Dr. Wirbelwind flüstert, wohl nicht zu mir, eher Richtung Plastikball:
Also damit kann ich nun wirklich nicht rechnen, dass er das liebliche Kind des Mondes, auf irgendeinem Horrortrip in dem Fluss ertränkt, sollte es ihm doch lehren, sich selbst zu Lieben. Und dann auch noch auf die offensichtlichsten Lügen dieser garstigen Kröten hereinzufallen. Wo doch jeder weiß, dass Kröten dumme, verlogene Miststücke sind. Meine Methoden sind zwar umstritten, aber mit so einem Psychowrack kann doch niemand rechnen. Da kann er froh sein noch unter den Lebenden zu weilen. Ich verschwinde jetzt, will keinen Ärger mit der Sitte kriegen. Außerdem ist Sonntag, da muss ich doch den Tatort gucken, sonst werd ich erschossen.
Mir ist sehr schwindelig, alles dreht sich.
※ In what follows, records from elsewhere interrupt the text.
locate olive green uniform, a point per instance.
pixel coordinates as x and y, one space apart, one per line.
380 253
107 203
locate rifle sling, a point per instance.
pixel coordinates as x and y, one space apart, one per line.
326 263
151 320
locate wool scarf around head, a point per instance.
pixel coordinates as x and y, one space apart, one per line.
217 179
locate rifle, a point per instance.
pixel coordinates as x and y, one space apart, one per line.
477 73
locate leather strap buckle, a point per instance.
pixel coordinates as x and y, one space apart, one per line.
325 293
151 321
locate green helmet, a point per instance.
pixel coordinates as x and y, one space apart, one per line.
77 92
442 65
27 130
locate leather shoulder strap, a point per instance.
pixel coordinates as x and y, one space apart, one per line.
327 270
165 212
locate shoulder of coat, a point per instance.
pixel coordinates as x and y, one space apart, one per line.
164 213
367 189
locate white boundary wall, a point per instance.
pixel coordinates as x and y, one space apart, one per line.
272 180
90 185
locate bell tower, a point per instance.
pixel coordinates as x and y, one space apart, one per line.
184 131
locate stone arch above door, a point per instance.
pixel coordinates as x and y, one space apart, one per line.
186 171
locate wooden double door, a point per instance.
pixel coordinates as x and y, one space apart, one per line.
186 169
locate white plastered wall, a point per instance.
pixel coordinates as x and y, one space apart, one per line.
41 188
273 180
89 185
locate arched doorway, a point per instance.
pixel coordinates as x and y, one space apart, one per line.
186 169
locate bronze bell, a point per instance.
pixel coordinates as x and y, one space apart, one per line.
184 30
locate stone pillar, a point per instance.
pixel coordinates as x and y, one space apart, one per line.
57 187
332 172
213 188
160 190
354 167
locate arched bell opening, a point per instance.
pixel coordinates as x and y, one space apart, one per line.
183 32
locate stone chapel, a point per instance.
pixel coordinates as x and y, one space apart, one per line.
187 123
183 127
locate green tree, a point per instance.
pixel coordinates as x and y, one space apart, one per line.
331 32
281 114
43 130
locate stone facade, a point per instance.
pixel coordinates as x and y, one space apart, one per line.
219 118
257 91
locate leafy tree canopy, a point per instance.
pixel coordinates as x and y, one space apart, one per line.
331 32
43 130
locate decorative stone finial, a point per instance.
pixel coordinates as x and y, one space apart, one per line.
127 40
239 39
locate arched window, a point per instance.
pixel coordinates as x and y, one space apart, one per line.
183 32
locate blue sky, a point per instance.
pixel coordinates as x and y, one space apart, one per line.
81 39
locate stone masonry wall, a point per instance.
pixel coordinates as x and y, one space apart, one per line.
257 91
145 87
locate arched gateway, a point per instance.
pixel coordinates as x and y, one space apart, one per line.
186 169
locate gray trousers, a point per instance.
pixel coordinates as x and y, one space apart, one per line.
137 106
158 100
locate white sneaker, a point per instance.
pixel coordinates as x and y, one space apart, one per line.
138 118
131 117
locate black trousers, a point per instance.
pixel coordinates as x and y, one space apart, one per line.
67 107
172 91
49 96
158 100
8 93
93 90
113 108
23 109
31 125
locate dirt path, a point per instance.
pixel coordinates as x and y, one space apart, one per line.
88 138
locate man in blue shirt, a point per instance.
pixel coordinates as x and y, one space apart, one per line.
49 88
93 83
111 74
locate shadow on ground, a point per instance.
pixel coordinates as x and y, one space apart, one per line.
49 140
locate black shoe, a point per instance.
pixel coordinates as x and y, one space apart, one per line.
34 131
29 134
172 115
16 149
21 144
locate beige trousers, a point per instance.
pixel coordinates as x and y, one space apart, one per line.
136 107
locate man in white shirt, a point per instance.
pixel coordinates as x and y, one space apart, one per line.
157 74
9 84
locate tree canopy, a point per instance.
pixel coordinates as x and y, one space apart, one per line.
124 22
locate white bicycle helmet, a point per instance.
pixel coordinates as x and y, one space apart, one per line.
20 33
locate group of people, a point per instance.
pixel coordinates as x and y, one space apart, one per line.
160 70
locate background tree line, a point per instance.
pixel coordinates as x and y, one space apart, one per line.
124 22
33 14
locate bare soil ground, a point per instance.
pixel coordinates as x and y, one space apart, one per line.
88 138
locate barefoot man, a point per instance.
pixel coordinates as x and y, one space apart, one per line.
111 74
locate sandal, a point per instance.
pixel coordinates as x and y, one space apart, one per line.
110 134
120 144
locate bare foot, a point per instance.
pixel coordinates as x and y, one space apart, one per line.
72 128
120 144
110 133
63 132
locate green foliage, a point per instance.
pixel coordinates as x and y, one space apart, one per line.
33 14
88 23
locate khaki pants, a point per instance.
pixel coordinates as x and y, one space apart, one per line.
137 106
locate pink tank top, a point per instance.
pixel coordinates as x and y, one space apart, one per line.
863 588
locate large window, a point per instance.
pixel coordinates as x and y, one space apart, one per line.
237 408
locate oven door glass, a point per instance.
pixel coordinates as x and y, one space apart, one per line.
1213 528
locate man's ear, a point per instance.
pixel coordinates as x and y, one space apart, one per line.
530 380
Meine Kehle ist wie zugeschnürt, ich möchte mich für den Therapieversuch bedanken, strenge mich mit allen mir gegebenen Mitteln an und kriege ein erstaunlicher Weise sehr schrilles und schnell gesprochenes “Fuck You!”, heraus. Der Wind erschrickt, verkriecht sich kurzzeitig hinter seine Windschutzscheibe und weht gutgelaunt zu uns zurück: “Ich kann wieder Hören, dank des Psychopathen. Hab dank, du bekloppter Außenseiter! Werde mich bei Zeiten revanchieren.” Und Dr. Wirbelwind weht in Windeseile in alle Himmelsrichtungen davon.